提供委托。 We can simplify the above definitions while maintaining the exact same behaviour -我们可以简化上述定义,同时保持完全相同的行为 -
def permutations(t):
if not t:
yield ()
else:
for p in permutations(t[1:]):
yield from inserts(p, t[0]) # <-
def inserts(t, x):
if not t:
yield (x,)
else:
yield (x, *t)
yield from map(lambda r: (t[0], *r), inserts(t[1:], x)) # <-
Generators are a good fit for combinatorics because working with them is natural and straightforward -生成器非常适合组合数学,因为使用它们是自然而直接的 -
# find all permutations where red is left of green
for p in permutations(t):
if p.index("🔴") < p.index("🟢"):
print("".join(p))
🔴🟢🔵🟡
🔴🔵🟢🟡
🔵🔴🟢🟡
🔴🔵🟡🟢
🔵🔴🟡🟢
🔵🟡🔴🟢
🔴🟢🟡🔵
🔴🟡🟢🔵
🟡🔴🟢🔵
🔴🟡🔵🟢
🟡🔴🔵🟢
🟡🔵🔴🟢
# find all permutations where blue and yellow are adjacent
for p in permutations(t):
if abs(p.index("🔵") - p.index("🟡")) == 1:
print("".join(p))
🔴🟢🔵🟡
🟢🔴🔵🟡
🟢🔵🟡🔴
🔴🔵🟡🟢
🔵🟡🔴🟢
🔵🟡🟢🔴
🔴🟢🟡🔵
🟢🔴🟡🔵
🟢🟡🔵🔴
🔴🟡🔵🟢
🟡🔵🔴🟢
🟡🔵🟢🔴
Additionally generators can be paused/stopped at any time, allowing us to skip potentially millions of computations for significantly large problems -此外,生成器可以随时暂停/停止,允许我们跳过潜在的数百万次计算以解决非常大的问题 -
# which permutation is in rainbow order?
for (n, p) in enumerate(permutations(t)):
if p == ("🔴", "🟡", "🟢", "🔵"):
print(f"permutation {n} is in rainbow order, {p}")

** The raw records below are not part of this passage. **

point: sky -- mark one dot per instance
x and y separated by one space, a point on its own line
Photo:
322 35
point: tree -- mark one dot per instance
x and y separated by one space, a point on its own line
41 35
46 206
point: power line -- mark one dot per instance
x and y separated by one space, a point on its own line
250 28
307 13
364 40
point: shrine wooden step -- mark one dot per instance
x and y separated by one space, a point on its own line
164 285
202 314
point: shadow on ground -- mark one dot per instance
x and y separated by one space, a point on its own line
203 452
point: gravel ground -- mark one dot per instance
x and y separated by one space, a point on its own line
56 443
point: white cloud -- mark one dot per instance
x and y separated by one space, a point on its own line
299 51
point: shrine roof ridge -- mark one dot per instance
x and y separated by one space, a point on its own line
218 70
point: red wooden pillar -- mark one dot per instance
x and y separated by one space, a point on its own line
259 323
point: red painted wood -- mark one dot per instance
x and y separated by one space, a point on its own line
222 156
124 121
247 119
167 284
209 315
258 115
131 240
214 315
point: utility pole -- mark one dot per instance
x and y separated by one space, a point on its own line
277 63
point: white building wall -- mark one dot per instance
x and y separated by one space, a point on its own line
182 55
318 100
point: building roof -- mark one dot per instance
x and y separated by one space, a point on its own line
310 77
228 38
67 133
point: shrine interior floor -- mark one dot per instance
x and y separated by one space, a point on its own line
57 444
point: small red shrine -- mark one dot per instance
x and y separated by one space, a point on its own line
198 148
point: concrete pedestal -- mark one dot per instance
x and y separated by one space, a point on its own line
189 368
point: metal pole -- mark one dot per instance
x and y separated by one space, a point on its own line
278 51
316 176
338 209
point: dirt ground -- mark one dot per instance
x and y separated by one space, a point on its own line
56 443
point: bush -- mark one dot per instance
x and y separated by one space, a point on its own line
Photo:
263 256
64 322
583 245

break # <- stops generating additional permutations
permutation 16 is in rainbow order, ('🔴', '🟡', '🟢', '🔵')
We use permutations
with your portnames
data now -我们现在对您的
portnames
数据使用permutations
-
portnames = ["PAN", "AMS", "CAS", "NYC", "HEL"]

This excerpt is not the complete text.